There are several points to consider when using Python UDFs in real-time mode:

  • To minimize the latency, configure the Arrow batch size (spark.sql.execution.arrow.maxRecordsPerBatch) to 1.
    • Trade-off: This configuration optimizes for latency at the expense of throughput. For most workloads, this setting is recommended.
    • Increase the batch size only if a higher throughput is required to accommodate input volume, accepting the potential increase in latency.
  • Pandas UDFs and functions do not perform well with an Arrow batch size of 1.
    • If you use pandas UDFs or functions, set the Arrow batch size to a higher value (for example, 100 or higher).
    • This implies higher latency. Databricks recommends using an Arrow UDF or function if possible.
  • Due to the performance issue with pandas, transformWithState is only supported with the Row interface.

Limitations

Source limitations

For Kinesis, real-time mode doesn't support polling mode.

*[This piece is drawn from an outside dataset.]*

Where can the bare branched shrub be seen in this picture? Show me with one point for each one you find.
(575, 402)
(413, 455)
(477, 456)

Moreover, frequent repartitions might negatively impact latency.

Union limitations

The Union operator has some limitations:

  • Real-time mode doesn't support self-union:
    • Kafka: You can't use the same source data frame object and union derived data frames from it. Workaround: Use different DataFrames that read from the same source.
    • Kinesis: You can't union data frames derived from the same Kinesis source with the same configuration. Workaround: Besides using different DataFrames, you can assign a different 'consumerName' option to each DataFrame.
  • Real-time mode doesn't support stateful operators (for example, aggregate, deduplicate, transformWithState) defined before the Union.
  • Real-time mode doesn't support union with batch sources.

MapPartitions limitation

mapPartitions in Scala and similar Python APIs (mapInPandas, mapInArrow) takes an iterator of the entire input partition and produces an iterator of the entire output with arbitrary mapping between input and output. These APIs can cause performance issues in Streaming Real-Time Mode by blocking the entire output, which increases latency. The semantics of these APIs don't support watermark propagation well.

Use scalar UDFs combined with Transform complex data types or filter instead to achieve similar functionality.